"Huft ... tugas kimia akhirnya selesai juga." Tyara menaruh buku kimia di atas buku tugas lainnya dan mulai mengabsen tumpukan buku yang telah ia selesaikan.
"Kimia udah, sejarah indonesia udah, biologi udah, matematika udah, fisika udah." Tyara tersenyum pada tumpukkan buku tugasnya yang tertumpuk rapih di hadapannya. Tyara menatap kalender bewarna toska di hadapannya. Menunjukkan tanggal 12 yang di lingkari spidol biru olehnya. "Alhamdulillah, tugas udah beres semua dan sekarang tanggal dua belas itu tandanya drama korea kesukaan gue update yuhuuuu ...."
Kuruyuk ....
Tyara meremas perutnya yang baru saja berkokok nyaring. Dirinya berjalan lunglai menuruni tangga dengan sisa tenaganya yang masih ada. Setelah sampai di dapur, bola matanya menyapu seluruh penjuru dapur. Akhirnya, pandangannya menangkap sebuah tutup saji yang berada di atas meja makan. Ia pun mendekati benda itu.
"Hah! Air putih doang?! Aish," ucapnya kesal.
Sudah beberapa menit dirinya berkeliaran di dapur seperti hewan yang sedang mencari mangsa. Tetapi, ia tak berhasil menemukan satu macam pun yang bisa dirinya makan untuk mengganjal perutnya saat ini.
Dengan berat hati Tyara meninggalkan dapur dan melangkahkan kaki menuju ruang santai di mana tempat itu yang selalu menjadi tempat keluarganya berkumpul. Tyara merebahkan dirinya di sofa.
"Mah! Mah! Mamah? Bang Revan? Pah? Aish, kenapa rumah sepi banget, sih?!"
Suara di perut gadis itu semakin sering bergemuruh. "Malangnya perutku sayang." Tyara mengusap-usap perutnya layaknya seperti ibu hamil.
"As ... STAGFIRULLAH HAL ADZIM!" teriak seorang laki-laki saat dirinya baru mendorong pintu rumah.
Tyara segera menengok ke arah asalnya teriakkan itu. Ia mendapati kakak laki-lakinya yang sedang berjalan cepat mendekatinya dengan raut wajah mengkerut.
"Kenapa muka Bang Revan kayak baru pertama kali liat cewek cantik binti imut gini, sih? Padahal, tinggal satu atap lho, Bang. Ada yang salah dengan mata Bang Revan selama ini?"
Seketika raut wajah Revan menjadi datar dan berpura-pura mual, saat mendengar adiknya dengan percaya diri memuji dirinya sendiri.
"Ra?! Jangan bilang lo ...."
Tyara menatap Revan dengan raut wajah bingung.

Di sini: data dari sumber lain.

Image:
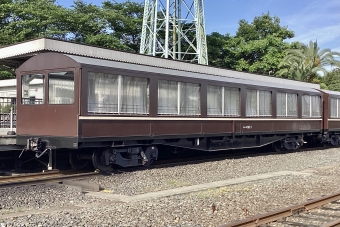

Revan menunjuk perut Tyara dari kejauhan. Tyara menundukkan kepalanya ia merasa tak ada yang salah dengan perutnya, kecuali rasa lapar yang membara di dalamnya.
"I-i ...."
"I-i ... apaan, sih? to the point aja lah, Bang!"
"ISI?!" Revan menyatukan kedua tangannya di dada dan menggerakan setengah lingkaran ke bawah.
"WOY!" Tyara terlonjak dari posisi duduknya. "Sembarangan lu, Bang. Pikiran Abang gila kalik, ya? Yara gak pernah ngelakuin apa yang ada di pikiran Abang sekarang. Nauzubillah, amit-amit jabang orok." Tyara bergidik jijik dan mengetuk-ngetukkan tangannya di kepala-meja-kepala-meja.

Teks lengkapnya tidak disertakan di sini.